When employee meets the Organisation – “Induction”


Imagine an employee on his first day of job in a reputed organisation and with a decent package, have been made to sit for several hours, on the excuse that his boss is busy with the routine work. Later he has been asked to prepare a report with the help of other co-workers who are completely unknown to him, and on top of that he was told that he has to work in shifts, which he was completely unaware of. Shocked and humiliated..!! He left the job within few days.

What do you think went wrong? He was having a good package. No problem with that. The organisation was also of repute. No issues with that too. Then? The problem here is that the employee has not been handled properly by the employer. He is not been told about the job or the work environment and have not been properly introduced to the employer. There is a lack of induction programme on the part of the company.
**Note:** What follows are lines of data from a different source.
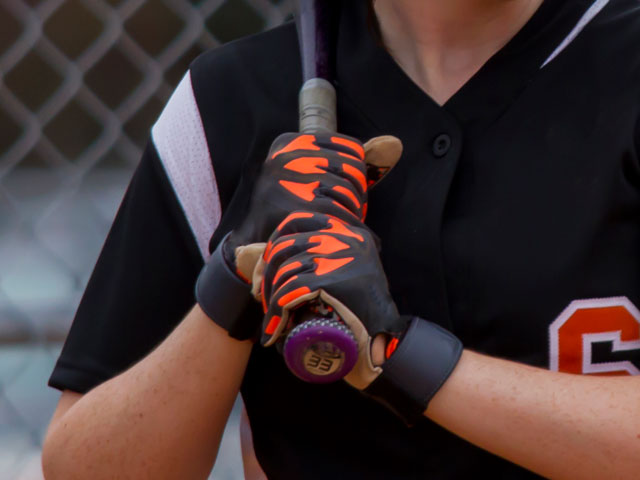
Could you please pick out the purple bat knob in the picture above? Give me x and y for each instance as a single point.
(321, 350)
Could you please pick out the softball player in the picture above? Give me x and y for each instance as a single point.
(499, 257)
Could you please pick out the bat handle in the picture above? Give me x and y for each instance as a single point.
(320, 349)
(317, 107)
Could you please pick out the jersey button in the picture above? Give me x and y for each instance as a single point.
(441, 145)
Induction is a systematic and planned introduction of the employee with his job, organisation and co-workers. Firstly, developed in USA during the early 1970’s, induction has gained popularity over the years. It is important, as it provides various information such as working hours, place of work, performance standards, benefits and facilities.

The University of Alberta organises one day session for all new faculty and staff members. At Induction, they have the opportunity to learn about the University and network with other people who are part of the campus community. They receive an overview of the University’s mission and structure along with information on essential contacts, services and programs.

The Advisory Board Company the global research, technology, and consulting firm, the induction process ensures that every new employee is warmly welcomed to the firm and provided with all the information needed to get off to a strong start. The week-long firm wide induction curriculum introduces new hires to company’s mission, values, organizational structure, and product portfolio. Across the week, new hires meet with tenured employees from around the company who explain how to find the most critical people, information, and support to launch your Advisory Board career.

Typically an induction programme includes the following:

  • About the company, vision, mission and objectives
  • About the job, its location, objectives, safety requirements
  • Introduction to co-workers and supervisors
  • Employee Benefits, vacations, holidays, pay scale
  • Training and education benefits, Retirement programme

Induction programme can either be for a day or a week. But because of time and money constraints nowadays companies prefer to have a short induction programme for a day or half. The Swedish multinational provider of communications technology and services – Ericsson India concludes its induction programme in a day, with H.O.D’s of each department addressing the new joiners for about 15 minutes to ½ an hour, followed by question and answer session.

Induction is important because:

  • It makes employees comfortable with new environment
  • The employer too gets to know employee well.
  • It creates a positive image in the mind of new joiner.